Once you have completed your community setup (ie. organizing your community into product groups and location groups, defining and assigning your community requirements, such as location types, product types, document types, etc.), including your supplier onboarding workflow template(s), you are ready to start onboarding!
Based on our experience assisting FoodLogiQ community owners through the onboarding process, here are some best practices that we recommend to develop your plan for onboarding.
- Test the Experience
- Complete a Pilot
- Consider a Phased Roll-out Approach
Test the Experience
We highly recommend that you invite yourself as a supplier, and go through the onboarding process as if you were a supplier. This helps you understand what instructions they will see as they navigate the process and review the ordering of the steps you’ve setup for them. Through this process you may find that you want to add additional instructions to your workflow template or perhaps rearrange your workflow steps. If you have multiple onboarding workflows, such as one for suppliers and one for distributors, you will want to test both versions.
Complete a Pilot
This is an optional step that some have found helpful. Identify 1 or 2 suppliers and/or distributors to invite into your community and have them go through the onboarding process and provide feedback to you. This not only gives you an opportunity to gather feedback on how to make the onboarding workflow more straightforward, it also prepares you for your responsibilities during onboarding.

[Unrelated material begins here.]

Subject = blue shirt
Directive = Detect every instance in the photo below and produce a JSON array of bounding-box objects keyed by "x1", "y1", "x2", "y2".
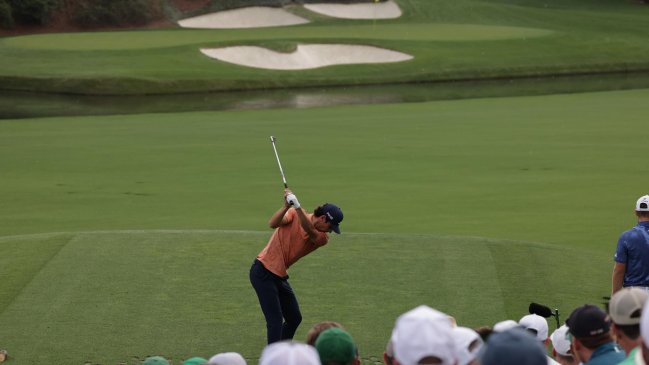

Consider a Phased Roll-out Approach
We recommend a phased roll-out approach*. First, consider dividing your community members into 3 groups (distributors, high risk suppliers, and low risk suppliers). You would onboard them in this order.
- Distributors - Inviting distributors first, allows you to collect location details which will support your roll-out of incident reporting.
- High Risk suppliers - we define "high risk" as those vendors that supply perishable items, such as Produce, Protein, Dairy and Bakery. These items are likely the most susceptible to quality issues and/or recalls, so getting these suppliers and product information in the system sooner would be advantageous.
- Lower risk suppliers - we define "low risk" as those that carry a lower likelihood of having quality issues, such as non-perishable goods, like packaging, disposables/paper and cleaning products.
Once you’ve separated out your vendors into these 3 groups, you will then want to categorize each into your Location Group and Product Groups, as well as collecting all the contact details per supplier (i.e. First Name, Last Name, Email Address for Primary Contact). From there, you will want to develop a timeline for when you want to invite each group. Prior to inviting you will want to consider your outreach plan, for more info please visit our Supplier Communication Plan article.
Here’s an example to consider:
Proposed Onboarding Plan
- Week 1: Test the Experience and Create your Supplier Communication Plan
- Week 2 - 3: Complete a Pilot and Gather Feedback
- Week 4: Invite Distributors
- Week 5: Invite High Risk Suppliers - Produce, Protein, Bakery, Dairy suppliers
- Week 8: Invite Low Risk Suppliers - Invite Packaging/Disposables and Chemical suppliers
*Please note: You certainly have the option of inviting all your suppliers at once. This may help you keep track of consistent dates (invite sent date and deadlines for completion all the same). However, depending on how many suppliers you have, this may seem a bit overwhelming at first. The number of phases and suppliers you onboard at a time should be defined based on the time and resources you have to allocate to this effort. For example, if you have .5 resources to devote to onboarding review, you may want to limit the number of suppliers you onboard per phase to 20-30 suppliers.